9月半ば、1通のメールを受け取った私は、複雑な感情を抱いていた。

私はマラソンが大嫌いだ。昔からずっと、マラソン大会が苦痛だった。みんなに大きく遅れをとり、泣きながら走っていた。
そんな私が突然、熊本城マラソンを走りたい、完走したいという強い感情に襲われた。今年40歳。人生折り返しにきて、何か無謀な挑戦をしたくなったのだ。
とはいえ、フルマラソン42.195km。未知の世界だ。走れるのだろうか? 不安でいっぱいの中、夫や小4の娘、両親や友人に打ち明けた。「頑張ってね」の声もあれば「信じられん」や「無謀ね」の声もある。娘には「無理でしょ」と一蹴された。
とりあえず、今の体力を知るために、近所の公園を走ってみることにした。ジャージーに着替えると、見慣れない姿に、我が家の柴犬にほえられた。いやいや、不審者じゃないし。犬にまでダメ出しをされているようで、気がめいる。
公園に着き、走り出した私はがくぜんとした。体が動かない。重い。公園1周をやっとの思いで走った。その距離約600m。それは40年間で一番長い600mだった。昔の嫌な思い出がよみがえる。マラソンが苦痛だった、大嫌いだった。

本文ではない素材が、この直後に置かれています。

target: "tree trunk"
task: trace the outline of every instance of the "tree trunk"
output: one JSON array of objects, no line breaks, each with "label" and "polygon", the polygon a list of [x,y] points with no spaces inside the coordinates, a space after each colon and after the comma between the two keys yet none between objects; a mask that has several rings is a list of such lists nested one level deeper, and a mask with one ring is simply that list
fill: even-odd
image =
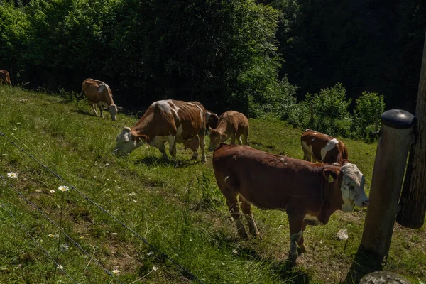
[{"label": "tree trunk", "polygon": [[396,217],[399,224],[413,229],[423,226],[426,212],[426,34],[415,116],[415,140],[410,150],[400,200],[401,210]]}]

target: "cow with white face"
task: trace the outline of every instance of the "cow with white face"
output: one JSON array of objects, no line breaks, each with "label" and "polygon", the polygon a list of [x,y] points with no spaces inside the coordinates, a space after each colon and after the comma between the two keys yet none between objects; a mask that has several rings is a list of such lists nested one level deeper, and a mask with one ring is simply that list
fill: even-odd
[{"label": "cow with white face", "polygon": [[312,163],[273,155],[246,146],[221,144],[213,153],[213,170],[219,188],[240,236],[247,237],[241,220],[241,207],[253,236],[258,231],[251,204],[265,209],[285,211],[288,215],[289,258],[295,263],[296,244],[305,247],[307,225],[325,225],[337,210],[365,207],[369,200],[364,178],[347,160],[342,165]]},{"label": "cow with white face", "polygon": [[88,78],[83,81],[82,84],[80,96],[83,94],[83,92],[89,99],[95,115],[97,115],[97,106],[99,109],[102,117],[104,117],[102,111],[107,111],[111,115],[111,119],[113,121],[117,120],[119,109],[123,108],[116,106],[114,103],[112,92],[111,92],[109,86],[102,81]]},{"label": "cow with white face", "polygon": [[131,153],[147,143],[160,150],[163,159],[168,160],[165,142],[169,143],[169,152],[173,157],[176,155],[176,143],[182,143],[192,150],[192,158],[196,159],[200,145],[201,160],[204,162],[205,116],[205,109],[198,102],[155,102],[133,127],[123,129],[116,138],[116,151]]},{"label": "cow with white face", "polygon": [[349,158],[348,148],[343,142],[329,135],[306,129],[300,142],[305,160],[342,165],[343,160]]}]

私は後悔した。まず走ってから応募すればよかったと。今なら絶対に応募しない。あまりにも無謀だ。でも腹をくくるしかない。大嫌いなマラソンを、あと5カ月も練習しなければならないこと、その先に約42kmがあること。しかし、誰に言われたわけでもない、自分で決めたことだ。私は無謀な自分と戦うことを決意した。